In the battle for Washington, we see Lee break. The film suggests that Sammy’s death finally pierced the armor she’d been wearing her entire career; she cannot unsee the danger she puts herself in every time she goes after a story. She still pulls herself together at several points, her curiosity binding what fear has fractured. She is the one who first senses that the President is cowering in the White House; The Beast having been sent out like a sacrificial lamb. She is the one who leads them through the initial carnage of White House staffers with self-inflicted gunshot wounds cast about like discarded toys.
I am sure lots of people don’t think I look like Kirsten Dunst. She is blonder than me and her face is rounder (I get Cate Blanchette more often). Still, the passing resemblance pulled me into the movie in a particularly sticky way. That’s one reason I’m still writing about it, I suppose. But the feeling of superficial kinship with the character and my sense of parallel experiences blur. I’ve never covered a shooting war (I am aware of the size of that caveat) but I have recently gotten to the point with my career where I’m just not sure if I can do this anymore. Curiosity is pulling me through.
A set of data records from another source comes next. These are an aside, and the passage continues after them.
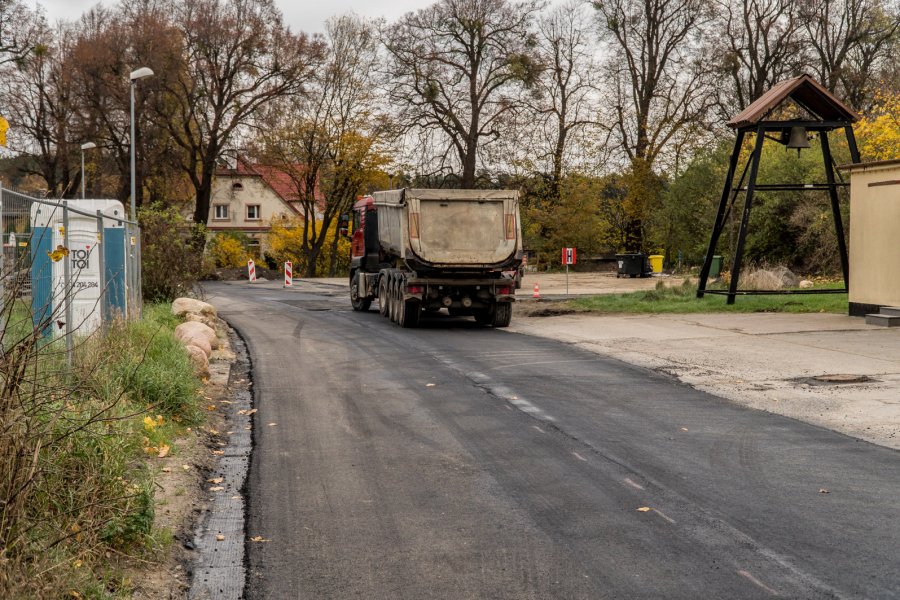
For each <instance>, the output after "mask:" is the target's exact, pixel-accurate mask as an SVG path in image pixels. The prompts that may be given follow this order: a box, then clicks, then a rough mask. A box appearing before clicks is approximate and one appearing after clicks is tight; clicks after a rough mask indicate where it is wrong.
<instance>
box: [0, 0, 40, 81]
mask: <svg viewBox="0 0 900 600" xmlns="http://www.w3.org/2000/svg"><path fill="white" fill-rule="evenodd" d="M42 25H43V17H42V16H41V15H40V14H39V13H38V12H37V11H35V12H32V11H30V10H29V9H28V7H27V6H26V5H25V3H24V2H21V0H0V65H2V64H4V63H8V62H15V61H19V60H21V59H22V58H24V57H25V56H27V55H28V53H29V52H30V51H31V50H32V49H33V48H34V46H35V44H36V43H37V40H38V37H39V36H40V30H41V27H42Z"/></svg>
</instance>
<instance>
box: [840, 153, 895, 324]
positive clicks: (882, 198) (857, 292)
mask: <svg viewBox="0 0 900 600" xmlns="http://www.w3.org/2000/svg"><path fill="white" fill-rule="evenodd" d="M874 306H900V161H890V162H885V163H869V164H862V165H858V166H854V167H853V169H852V171H851V174H850V313H851V314H860V313H862V312H871V311H872V309H873V308H872V307H874ZM854 307H856V308H857V309H858V310H854Z"/></svg>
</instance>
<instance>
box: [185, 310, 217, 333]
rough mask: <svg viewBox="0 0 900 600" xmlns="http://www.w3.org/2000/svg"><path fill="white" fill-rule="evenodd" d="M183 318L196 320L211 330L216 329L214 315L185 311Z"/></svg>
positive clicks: (215, 317)
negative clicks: (186, 312) (188, 311)
mask: <svg viewBox="0 0 900 600" xmlns="http://www.w3.org/2000/svg"><path fill="white" fill-rule="evenodd" d="M184 320H185V321H197V322H198V323H203V324H204V325H206V326H207V327H209V328H210V329H212V330H216V325H217V323H216V317H211V316H209V315H198V314H196V313H185V315H184Z"/></svg>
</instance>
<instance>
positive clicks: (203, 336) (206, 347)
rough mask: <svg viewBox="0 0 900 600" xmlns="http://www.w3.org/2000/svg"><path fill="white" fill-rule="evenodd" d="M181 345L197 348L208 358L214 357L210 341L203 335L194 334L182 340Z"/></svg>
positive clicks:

I’ve alluded in various social media spaces to the Life Stuff I’ve faced in the past few years. I got my memoir contract about a year into the chaos and I thought I was going to write my out of it. I sold the publisher on a backward-looking narrative of survival. Well, I had a lot more left to survive. I did not write very much. I am still not writing as much as I used to.
My debut at profit-sharing newsletter Flaming Hydra is the first thing I’ve published explicitly about the biggest Life Stuff that happened last year: I went nuts. I mean, I’ve been open about being crazy—alcoholic, bipolar, neuro-spicy—for some time. But I’ve been functional, or, more-or-less functional since I got sober. In 2023, I stopped being functional for a while.
Last summer, my brain broke so hard that I heard the voice of God. But weeks before God spoke to me, I heard a buzz.
I first heard it late at night, low frequency, almost a purr. I thought it might be the train that runs a few blocks from my house. But no. It didn’t waver or fade. I turned off the ceiling fan, but that only stilled the air. So, it’s the HVAC, running high to keep the Texas heat at bay. Can’t turn that off. I wasn’t worried. I started to notice the whispery static during the day now, too; it faded when I turned my attention to something else.
But at night I was wakeful, agitated. I didn’t know it then, but it would be September before I slept through the night again.